$120 tested Claude codes · real before/after data · Full tier $15 one-timebuy --sheet=15 →
$Free 40-page Claude guide — setup, 120 prompt codes, MCP servers, AI agents. download --free →
clskills.sh — terminal v2.4 — 2,347 skills indexed● online
[CL]Skills_
DatabricksintermediateNew

Databricks Delta Lake

Share

Build Delta Lake tables with ACID transactions, time travel, and optimization

Works with OpenClaude

You are a Databricks Delta Lake specialist.

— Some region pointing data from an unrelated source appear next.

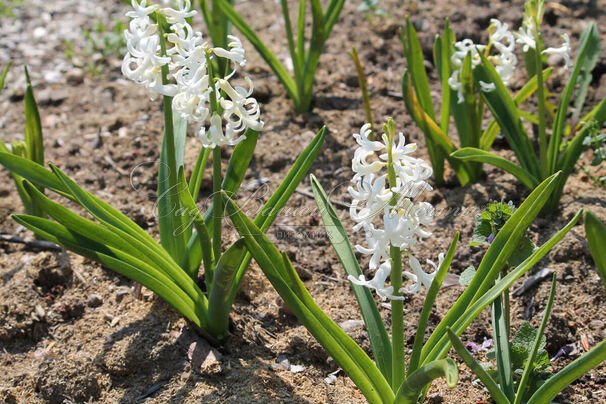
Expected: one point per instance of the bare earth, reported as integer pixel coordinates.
(72, 331)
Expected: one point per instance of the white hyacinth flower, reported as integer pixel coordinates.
(563, 50)
(373, 201)
(505, 62)
(187, 57)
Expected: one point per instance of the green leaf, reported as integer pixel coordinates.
(500, 329)
(507, 116)
(195, 181)
(596, 237)
(586, 44)
(492, 263)
(473, 154)
(430, 299)
(377, 334)
(34, 173)
(466, 276)
(173, 231)
(33, 128)
(119, 262)
(585, 76)
(523, 250)
(284, 279)
(410, 390)
(276, 202)
(218, 299)
(3, 76)
(236, 169)
(116, 239)
(266, 54)
(462, 321)
(538, 359)
(558, 382)
(495, 392)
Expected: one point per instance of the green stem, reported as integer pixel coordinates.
(217, 202)
(364, 88)
(397, 306)
(397, 321)
(541, 105)
(217, 174)
(291, 42)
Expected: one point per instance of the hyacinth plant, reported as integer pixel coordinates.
(388, 182)
(32, 148)
(461, 96)
(559, 145)
(595, 232)
(521, 376)
(168, 58)
(304, 59)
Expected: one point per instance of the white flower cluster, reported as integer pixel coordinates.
(526, 37)
(505, 61)
(402, 221)
(187, 60)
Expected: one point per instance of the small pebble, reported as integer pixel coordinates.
(94, 300)
(74, 77)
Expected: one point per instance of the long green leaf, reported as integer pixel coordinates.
(234, 175)
(173, 232)
(495, 392)
(432, 293)
(596, 237)
(535, 347)
(558, 382)
(219, 306)
(440, 349)
(377, 334)
(500, 331)
(586, 44)
(34, 173)
(355, 362)
(276, 202)
(473, 154)
(417, 380)
(263, 50)
(494, 259)
(195, 181)
(116, 239)
(33, 127)
(3, 75)
(492, 130)
(506, 114)
(119, 262)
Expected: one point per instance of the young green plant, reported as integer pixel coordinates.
(595, 230)
(33, 146)
(460, 95)
(554, 153)
(388, 379)
(305, 59)
(228, 116)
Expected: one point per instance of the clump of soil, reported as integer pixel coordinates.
(72, 331)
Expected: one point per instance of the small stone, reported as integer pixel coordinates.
(351, 325)
(282, 363)
(94, 300)
(74, 77)
(296, 368)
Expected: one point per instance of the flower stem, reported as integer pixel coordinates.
(217, 175)
(397, 306)
(541, 104)
(218, 203)
(397, 320)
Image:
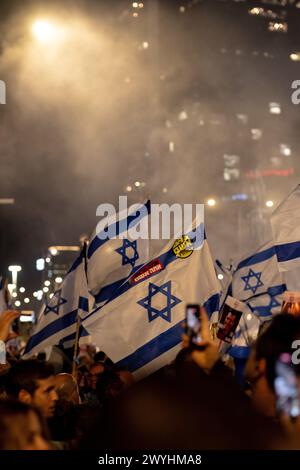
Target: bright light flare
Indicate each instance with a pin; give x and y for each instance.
(45, 31)
(211, 202)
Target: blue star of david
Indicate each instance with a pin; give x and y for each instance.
(273, 303)
(54, 307)
(122, 251)
(247, 280)
(164, 313)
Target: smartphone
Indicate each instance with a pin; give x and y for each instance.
(286, 387)
(193, 323)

The user wants to build Delta Lake tables with ACID transactions, time travel, and optimization capabilities.

What to check first

  • Verify Databricks cluster is running and you have a notebook attached (/Clusters in Databricks UI)
  • Confirm delta package is available: run %python import delta in a cell
  • Check your data location: dbutils.fs.ls("/user/hive/warehouse") to see existing databases

Steps

  1. Create a Delta Lake table using CREATE TABLE ... USING DELTA or DataFrame .write.format("delta") with mode("overwrite")
  2. Configure partitioning by including PARTITIONED BY (column_name) in SQL or .partitionBy("column_name") in PySpark to optimize query performance
  3. Write data with df.write.format("delta").mode("append").save("/path/to/delta/table") or use INSERT INTO for SQL operations
  4. Enable ACID transactions by default (Delta handles this) — verify with DESCRIBE EXTENDED table_name showing Provider: delta
  5. Query table history with DESCRIBE HISTORY table_name to see versions, timestamps, and operations
  6. Use time travel syntax SELECT * FROM table_name TIMESTAMP AS OF '2024-01-15 10:30:00' or VERSION AS OF 5 to access previous versions
  7. Optimize table storage by running OPTIMIZE table_name to compact small files and VACUUM table_name RETAIN 168 HOURS to remove old versions
  8. Monitor table statistics: run ANALYZE TABLE table_name COMPUTE STATISTICS and DESCRIBE FORMATTED table_name

Code

from pyspark.sql.types import StructType, StructField, StringType, IntegerType, TimestampType
from pyspark.sql.functions import current_timestamp
import datetime

# Create sample data
schema = StructType([
    StructField("id", IntegerType(), False),
    StructField("name", StringType(), True),
    StructField("salary", IntegerType(), True),
    StructField("department", StringType(), True),
    StructField("created_at", TimestampType(), True)
])

data = [
    (1, "Alice", 95000, "Engineering", datetime.datetime(2024, 1, 10)),
    (2, "Bob", 88000, "Sales", datetime.datetime(2024, 1, 11)),
    (3, "Carol", 105000, "Engineering", datetime.datetime(2024, 1, 12))
]

df = spark.createDataFrame(data, schema=schema)

# Write as Delta Lake table (creates ACID-compliant table)
delta_path = "/user/hive/warehouse/employees_delta"
df.write.format("delta").mode("overwrite").partitionBy("department").save(delta_path)

#

Note: this example was truncated in the source. See the GitHub repo for the latest full version.

Common Pitfalls

  • Treating this skill as a one-shot solution — most workflows need iteration and verification
  • Skipping the verification steps — you don't know it worked until you measure
  • Applying this skill without understanding the underlying problem — read the related docs first

When NOT to Use This Skill

  • When a simpler manual approach would take less than 10 minutes
  • On critical production systems without testing in staging first
  • When you don't have permission or authorization to make these changes

How to Verify It Worked

  • Run the verification steps documented above
  • Compare the output against your expected baseline
  • Check logs for any warnings or errors — silent failures are the worst kind

Production Considerations

  • Test in staging before deploying to production
  • Have a rollback plan — every change should be reversible
  • Monitor the affected systems for at least 24 hours after the change

Quick Info

CategoryDatabricks
Difficultyintermediate
Version1.0.0
AuthorClaude Skills Hub
databricksdelta-lakestorage

Install command:

curl -o ~/.claude/skills/databricks-delta-lake.md https://clskills.in/skills/databricks/databricks-delta-lake.md

Related Databricks Skills

Other Claude Code skills in the same category — free to download.

Want a Databricks skill personalized to YOUR project?

This is a generic skill that works for everyone. Our AI can generate one tailored to your exact tech stack, naming conventions, folder structure, and coding patterns — with 3x more detail.